A friendly memory
A friendly memory
Being Frank
By Frank Phillips
I’ve been thinking a lot about my good friend Darrell Lutz who died of cancer just before we moved back to Indiana from Kentucky.
I moved to Kentucky about a month before the kids got out of school in Indiana.
The weather was warm and I had the windows open.
Darrell lived in a house on the hill behind the house I was in.
I did pretty well during the day, staying busy at work, but evenings were lonely.
One evening, about an hour before sundown, it got to me. I missed my family and I just started bawling, really loudly.

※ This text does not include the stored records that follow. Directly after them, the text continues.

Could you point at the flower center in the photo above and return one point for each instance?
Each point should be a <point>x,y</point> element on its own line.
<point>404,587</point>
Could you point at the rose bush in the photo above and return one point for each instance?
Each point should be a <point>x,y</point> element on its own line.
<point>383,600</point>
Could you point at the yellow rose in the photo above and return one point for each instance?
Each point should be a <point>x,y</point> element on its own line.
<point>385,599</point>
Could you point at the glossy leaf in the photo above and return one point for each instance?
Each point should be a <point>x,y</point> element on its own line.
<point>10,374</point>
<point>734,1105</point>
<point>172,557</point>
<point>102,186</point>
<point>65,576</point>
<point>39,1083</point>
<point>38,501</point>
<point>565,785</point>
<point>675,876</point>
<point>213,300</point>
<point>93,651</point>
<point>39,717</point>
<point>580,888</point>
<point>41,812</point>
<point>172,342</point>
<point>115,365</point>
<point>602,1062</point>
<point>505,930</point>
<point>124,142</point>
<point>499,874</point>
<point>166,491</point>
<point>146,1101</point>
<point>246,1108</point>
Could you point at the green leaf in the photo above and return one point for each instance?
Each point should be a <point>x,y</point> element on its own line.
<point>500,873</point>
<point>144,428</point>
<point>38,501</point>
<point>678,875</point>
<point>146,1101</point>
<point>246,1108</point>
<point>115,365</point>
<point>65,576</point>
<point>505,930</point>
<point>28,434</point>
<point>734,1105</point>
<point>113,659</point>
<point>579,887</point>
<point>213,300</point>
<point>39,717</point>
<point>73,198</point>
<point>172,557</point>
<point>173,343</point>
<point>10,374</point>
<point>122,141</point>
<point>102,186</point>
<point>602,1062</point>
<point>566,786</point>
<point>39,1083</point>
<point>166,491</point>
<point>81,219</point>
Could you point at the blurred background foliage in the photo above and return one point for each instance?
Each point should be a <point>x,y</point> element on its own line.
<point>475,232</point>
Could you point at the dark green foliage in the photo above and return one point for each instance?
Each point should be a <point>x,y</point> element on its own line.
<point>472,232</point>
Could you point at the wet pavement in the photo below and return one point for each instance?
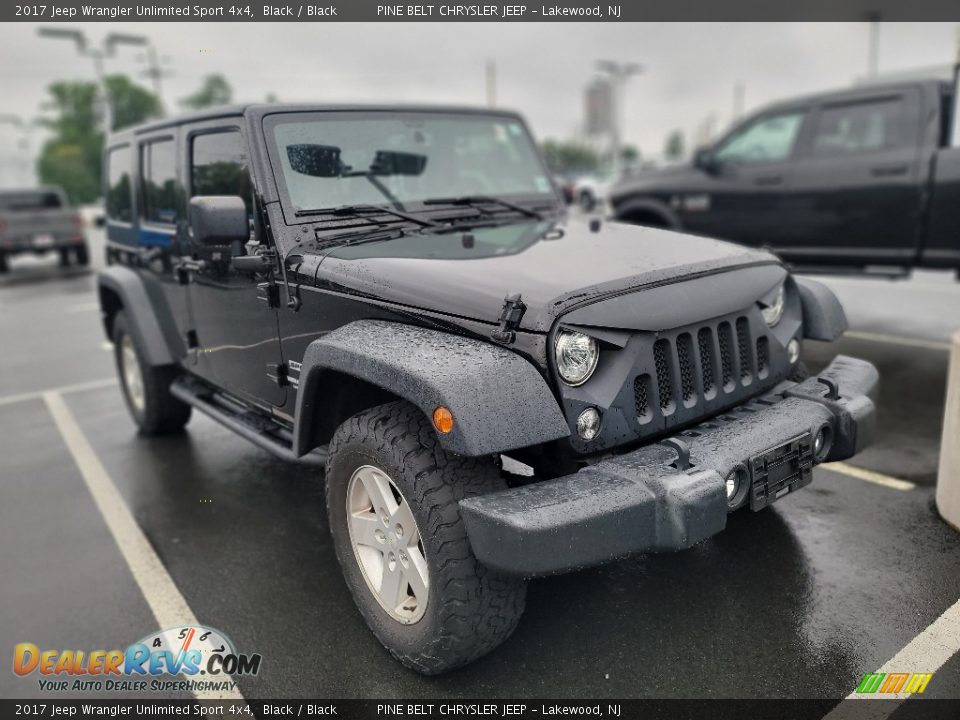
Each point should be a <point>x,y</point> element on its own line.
<point>799,600</point>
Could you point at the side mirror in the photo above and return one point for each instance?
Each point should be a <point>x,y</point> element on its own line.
<point>219,220</point>
<point>704,159</point>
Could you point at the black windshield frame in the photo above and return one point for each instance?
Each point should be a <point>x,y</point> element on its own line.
<point>290,211</point>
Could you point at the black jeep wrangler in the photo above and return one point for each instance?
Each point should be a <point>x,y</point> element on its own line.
<point>494,390</point>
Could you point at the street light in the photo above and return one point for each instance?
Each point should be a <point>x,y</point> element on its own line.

Then I realized the windows were open.
I looked out the kitchen window and there was Darrell, about 50 yards away, looking at our house.
The next night I decided to stay busy, so I went for a walk and ran into Darrell out back, about the same place he was when I saw him when he was listening to me cry.
We visited for a while and then I turned to go home.
“Where are you going,” he asked. “Don’t be in a hurry.”
Darrell made sure I never spent another lonely evening alone, homesick for my family. I never went home again until it was time for bed.
In a few weeks Linda and the kids joined me and Darrell was a good family friend until he died.
I made up by my mind none of my friends would ever suffer from loneliness if I could help it.
Darrell was a good man and a good friend.